Samsung is announcing the launch of the industry’s highest-capacity NVMe solid-state drive (SSD) based on the extremely small Next-generation Small Form Factor (NGSFF), an 8TB drive designated as the NF1 SSD. The NF1 is optimized for data-intensive analytics and virtualization applications in modern data centers and server systems.
The NF1 features 16 of Samsung’s 512GB NAND packages, with 16 layers each of 256Gb 3-bit V-NAND chips, realizing a full 8TB of storage density in a footprint of only 11cm x 3.05cm. This represents twice the capacity of competing M.2 NVMe SSDs that are commonly found in hyper-scale server designs and ultra-thin laptops.
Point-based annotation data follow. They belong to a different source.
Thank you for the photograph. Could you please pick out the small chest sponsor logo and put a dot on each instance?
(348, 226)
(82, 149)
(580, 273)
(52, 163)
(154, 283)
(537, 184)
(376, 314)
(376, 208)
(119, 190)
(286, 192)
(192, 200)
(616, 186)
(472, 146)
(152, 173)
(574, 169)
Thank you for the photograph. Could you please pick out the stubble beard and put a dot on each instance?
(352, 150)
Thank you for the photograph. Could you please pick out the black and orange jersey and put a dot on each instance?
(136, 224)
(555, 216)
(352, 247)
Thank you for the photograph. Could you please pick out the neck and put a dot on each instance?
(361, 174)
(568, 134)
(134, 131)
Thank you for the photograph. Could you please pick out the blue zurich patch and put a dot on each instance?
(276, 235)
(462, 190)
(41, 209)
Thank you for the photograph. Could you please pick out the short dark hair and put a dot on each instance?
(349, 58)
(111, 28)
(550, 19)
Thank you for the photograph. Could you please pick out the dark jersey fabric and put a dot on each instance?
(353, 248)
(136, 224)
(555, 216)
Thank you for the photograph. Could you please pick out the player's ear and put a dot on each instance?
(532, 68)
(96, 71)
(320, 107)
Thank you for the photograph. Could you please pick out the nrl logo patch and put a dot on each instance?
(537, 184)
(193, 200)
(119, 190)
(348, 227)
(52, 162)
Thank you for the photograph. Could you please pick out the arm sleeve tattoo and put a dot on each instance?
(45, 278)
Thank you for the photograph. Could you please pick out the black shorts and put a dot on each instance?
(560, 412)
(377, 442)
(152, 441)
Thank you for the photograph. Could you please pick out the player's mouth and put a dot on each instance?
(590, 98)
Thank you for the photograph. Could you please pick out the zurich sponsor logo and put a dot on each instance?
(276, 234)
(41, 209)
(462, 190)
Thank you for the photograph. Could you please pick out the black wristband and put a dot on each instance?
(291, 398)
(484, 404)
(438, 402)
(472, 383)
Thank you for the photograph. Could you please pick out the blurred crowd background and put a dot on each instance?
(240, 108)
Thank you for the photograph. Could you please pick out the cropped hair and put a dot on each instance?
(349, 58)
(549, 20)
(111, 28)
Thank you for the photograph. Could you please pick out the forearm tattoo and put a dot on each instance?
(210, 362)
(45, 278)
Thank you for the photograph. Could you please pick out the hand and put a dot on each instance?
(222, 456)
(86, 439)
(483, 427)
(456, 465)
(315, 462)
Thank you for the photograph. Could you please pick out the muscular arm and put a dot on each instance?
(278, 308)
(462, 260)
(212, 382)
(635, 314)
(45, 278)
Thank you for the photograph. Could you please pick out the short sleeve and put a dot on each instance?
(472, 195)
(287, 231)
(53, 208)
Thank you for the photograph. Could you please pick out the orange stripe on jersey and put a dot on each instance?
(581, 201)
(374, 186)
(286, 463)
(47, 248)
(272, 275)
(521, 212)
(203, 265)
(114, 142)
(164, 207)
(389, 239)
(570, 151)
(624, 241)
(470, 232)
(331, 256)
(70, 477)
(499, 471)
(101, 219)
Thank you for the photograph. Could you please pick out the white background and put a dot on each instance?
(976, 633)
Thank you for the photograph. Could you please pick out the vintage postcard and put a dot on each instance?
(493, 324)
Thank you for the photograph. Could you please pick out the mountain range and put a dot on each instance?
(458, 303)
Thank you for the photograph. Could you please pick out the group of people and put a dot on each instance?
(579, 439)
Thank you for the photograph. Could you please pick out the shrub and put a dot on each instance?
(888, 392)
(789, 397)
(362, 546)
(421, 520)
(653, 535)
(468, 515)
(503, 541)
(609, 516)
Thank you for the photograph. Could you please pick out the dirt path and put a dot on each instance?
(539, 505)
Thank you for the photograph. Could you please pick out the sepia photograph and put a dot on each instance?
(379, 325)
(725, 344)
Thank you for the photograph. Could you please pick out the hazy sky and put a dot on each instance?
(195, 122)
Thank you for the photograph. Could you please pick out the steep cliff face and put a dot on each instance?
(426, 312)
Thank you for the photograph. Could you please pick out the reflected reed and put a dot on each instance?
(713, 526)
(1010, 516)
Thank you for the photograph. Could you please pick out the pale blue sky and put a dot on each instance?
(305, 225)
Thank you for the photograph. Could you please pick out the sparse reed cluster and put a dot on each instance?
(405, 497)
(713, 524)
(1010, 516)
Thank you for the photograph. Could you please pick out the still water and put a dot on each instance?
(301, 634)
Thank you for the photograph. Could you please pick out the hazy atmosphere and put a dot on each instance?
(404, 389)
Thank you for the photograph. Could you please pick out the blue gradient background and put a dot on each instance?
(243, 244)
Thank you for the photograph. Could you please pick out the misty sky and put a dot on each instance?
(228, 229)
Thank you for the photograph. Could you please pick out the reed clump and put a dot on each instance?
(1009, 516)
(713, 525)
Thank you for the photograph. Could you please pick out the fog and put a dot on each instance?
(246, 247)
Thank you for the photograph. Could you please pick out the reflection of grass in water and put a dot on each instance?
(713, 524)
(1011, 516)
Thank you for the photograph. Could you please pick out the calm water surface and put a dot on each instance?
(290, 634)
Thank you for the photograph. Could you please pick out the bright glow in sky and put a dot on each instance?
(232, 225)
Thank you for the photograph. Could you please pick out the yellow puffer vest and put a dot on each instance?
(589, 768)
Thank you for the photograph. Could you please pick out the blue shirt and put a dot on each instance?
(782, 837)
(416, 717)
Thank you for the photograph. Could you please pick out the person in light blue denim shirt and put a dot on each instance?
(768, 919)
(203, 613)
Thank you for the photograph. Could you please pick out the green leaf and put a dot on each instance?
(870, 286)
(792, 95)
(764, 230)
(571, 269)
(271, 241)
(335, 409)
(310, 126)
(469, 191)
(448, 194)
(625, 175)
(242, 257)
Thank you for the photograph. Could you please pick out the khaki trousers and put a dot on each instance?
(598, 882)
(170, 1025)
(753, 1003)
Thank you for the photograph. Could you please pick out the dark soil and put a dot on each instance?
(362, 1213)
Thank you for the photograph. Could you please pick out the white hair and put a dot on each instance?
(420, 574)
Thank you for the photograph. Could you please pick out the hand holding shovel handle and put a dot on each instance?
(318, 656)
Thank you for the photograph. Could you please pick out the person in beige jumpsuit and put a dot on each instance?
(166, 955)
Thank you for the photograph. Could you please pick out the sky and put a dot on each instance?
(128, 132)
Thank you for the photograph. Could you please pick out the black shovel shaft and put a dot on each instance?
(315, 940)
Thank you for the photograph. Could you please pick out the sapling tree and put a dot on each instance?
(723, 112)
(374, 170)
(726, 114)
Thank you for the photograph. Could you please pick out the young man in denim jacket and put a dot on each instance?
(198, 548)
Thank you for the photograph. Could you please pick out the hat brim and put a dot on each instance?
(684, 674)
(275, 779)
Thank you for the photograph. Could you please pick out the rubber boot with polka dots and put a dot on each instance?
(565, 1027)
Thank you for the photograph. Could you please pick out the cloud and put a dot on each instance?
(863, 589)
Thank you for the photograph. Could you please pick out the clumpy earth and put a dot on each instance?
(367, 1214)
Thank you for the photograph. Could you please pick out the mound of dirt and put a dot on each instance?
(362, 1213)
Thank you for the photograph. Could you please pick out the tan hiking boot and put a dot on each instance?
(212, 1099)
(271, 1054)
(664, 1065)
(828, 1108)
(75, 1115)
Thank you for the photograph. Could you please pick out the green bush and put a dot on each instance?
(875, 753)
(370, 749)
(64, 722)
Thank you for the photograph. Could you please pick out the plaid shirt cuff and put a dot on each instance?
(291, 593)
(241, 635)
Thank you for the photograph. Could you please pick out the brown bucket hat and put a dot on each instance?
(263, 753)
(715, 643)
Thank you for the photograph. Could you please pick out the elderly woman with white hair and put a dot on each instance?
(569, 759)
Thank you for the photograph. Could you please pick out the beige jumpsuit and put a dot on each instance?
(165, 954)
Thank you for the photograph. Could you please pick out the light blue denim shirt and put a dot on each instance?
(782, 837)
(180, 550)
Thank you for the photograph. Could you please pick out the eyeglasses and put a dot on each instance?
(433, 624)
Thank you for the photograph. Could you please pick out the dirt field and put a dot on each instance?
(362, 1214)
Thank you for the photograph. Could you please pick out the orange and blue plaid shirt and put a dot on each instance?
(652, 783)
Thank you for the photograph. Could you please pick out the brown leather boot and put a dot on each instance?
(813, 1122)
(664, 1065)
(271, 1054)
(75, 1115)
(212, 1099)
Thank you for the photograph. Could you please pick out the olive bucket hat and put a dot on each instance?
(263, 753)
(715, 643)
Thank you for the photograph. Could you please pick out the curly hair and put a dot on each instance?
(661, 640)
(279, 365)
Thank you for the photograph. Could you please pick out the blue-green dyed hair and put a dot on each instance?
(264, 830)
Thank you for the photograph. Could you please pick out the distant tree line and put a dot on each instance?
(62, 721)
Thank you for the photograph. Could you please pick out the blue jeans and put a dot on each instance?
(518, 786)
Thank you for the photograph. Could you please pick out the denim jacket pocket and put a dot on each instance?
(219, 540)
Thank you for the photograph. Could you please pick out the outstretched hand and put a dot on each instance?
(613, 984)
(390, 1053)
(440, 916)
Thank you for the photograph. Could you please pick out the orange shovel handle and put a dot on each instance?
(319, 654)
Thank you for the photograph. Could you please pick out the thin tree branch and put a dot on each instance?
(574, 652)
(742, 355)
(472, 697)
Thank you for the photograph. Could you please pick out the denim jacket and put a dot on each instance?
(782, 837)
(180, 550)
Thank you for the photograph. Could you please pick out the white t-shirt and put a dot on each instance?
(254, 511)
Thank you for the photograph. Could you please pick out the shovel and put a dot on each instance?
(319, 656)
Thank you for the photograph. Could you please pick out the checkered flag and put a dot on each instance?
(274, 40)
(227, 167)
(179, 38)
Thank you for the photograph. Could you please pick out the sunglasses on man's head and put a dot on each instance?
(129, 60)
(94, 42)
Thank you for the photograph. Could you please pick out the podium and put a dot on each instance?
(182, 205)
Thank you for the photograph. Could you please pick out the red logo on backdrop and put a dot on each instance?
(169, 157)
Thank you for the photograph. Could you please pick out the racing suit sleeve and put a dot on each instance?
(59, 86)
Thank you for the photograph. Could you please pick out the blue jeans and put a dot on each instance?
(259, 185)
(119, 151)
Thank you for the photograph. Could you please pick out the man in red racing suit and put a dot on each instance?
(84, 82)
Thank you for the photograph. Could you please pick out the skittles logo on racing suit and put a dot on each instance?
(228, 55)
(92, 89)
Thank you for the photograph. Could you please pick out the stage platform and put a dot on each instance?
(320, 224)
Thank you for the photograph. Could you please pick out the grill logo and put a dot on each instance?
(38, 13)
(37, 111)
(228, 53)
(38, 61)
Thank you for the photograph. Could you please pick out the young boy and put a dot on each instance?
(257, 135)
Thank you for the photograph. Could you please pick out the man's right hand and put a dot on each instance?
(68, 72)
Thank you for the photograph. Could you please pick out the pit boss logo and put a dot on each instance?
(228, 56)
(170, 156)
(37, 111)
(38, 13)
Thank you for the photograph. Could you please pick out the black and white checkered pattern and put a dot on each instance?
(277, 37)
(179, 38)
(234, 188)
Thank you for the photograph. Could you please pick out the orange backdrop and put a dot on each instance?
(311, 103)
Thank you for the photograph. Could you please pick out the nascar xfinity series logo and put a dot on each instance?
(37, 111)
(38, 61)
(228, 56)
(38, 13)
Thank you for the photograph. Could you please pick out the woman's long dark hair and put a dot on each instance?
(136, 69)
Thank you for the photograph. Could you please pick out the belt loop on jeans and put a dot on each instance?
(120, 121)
The NF1 SSD is expected to rapidly supercede conventional 2.5” NVMe SSDs, offering up to 3x the system density with existing server architecture, allowing for a whopping 576TB of storage space in a single modern 2U rack server.
According to Sewon Chun, senior vice president of Memory Marketing for Samsung, “By introducing the first NF1 NVMe SSD, Samsung is taking the investment efficiency in data centers to new heights. We will continue to lead the trend toward enabling ultra-high density data centers and enterprise systems by delivering storage solutions with unparalleled performance and density levels.”
Samsung’s NF1 8TB NVMe SSD utilizes an all-new, high-performance controller that supports the NVMe 1.3 protocol and PCIe 4.0 interface, providing sequential read speeds of up to 3100MB/s, and sequential write speeds of up to 2000MB/s. The NF1 also attains random read speeds of up to 500,000 IOPS, with random write speeds of up to 50,000 IOPS. The NF1 also features a 12GB LPDDR4 DRAM module, providing faster and lower-power data processing. The new NF1 can provide a 2U server rack with random read performance of over one million IOPS!
The NF1 is designed with an endurance level of 1.3 drive writes per day (DWPD), guaranteeing it can write an entire 8TB worth of data 1.3 times per day, every day of the NF1’s 3-year warranty period. Samsung also intends to introduce a 512Gb version of the 3-bit V-NAND later this year, further accelerating the storage growth in modern enterprise applications and data centers. Pricing has not yet been revealed.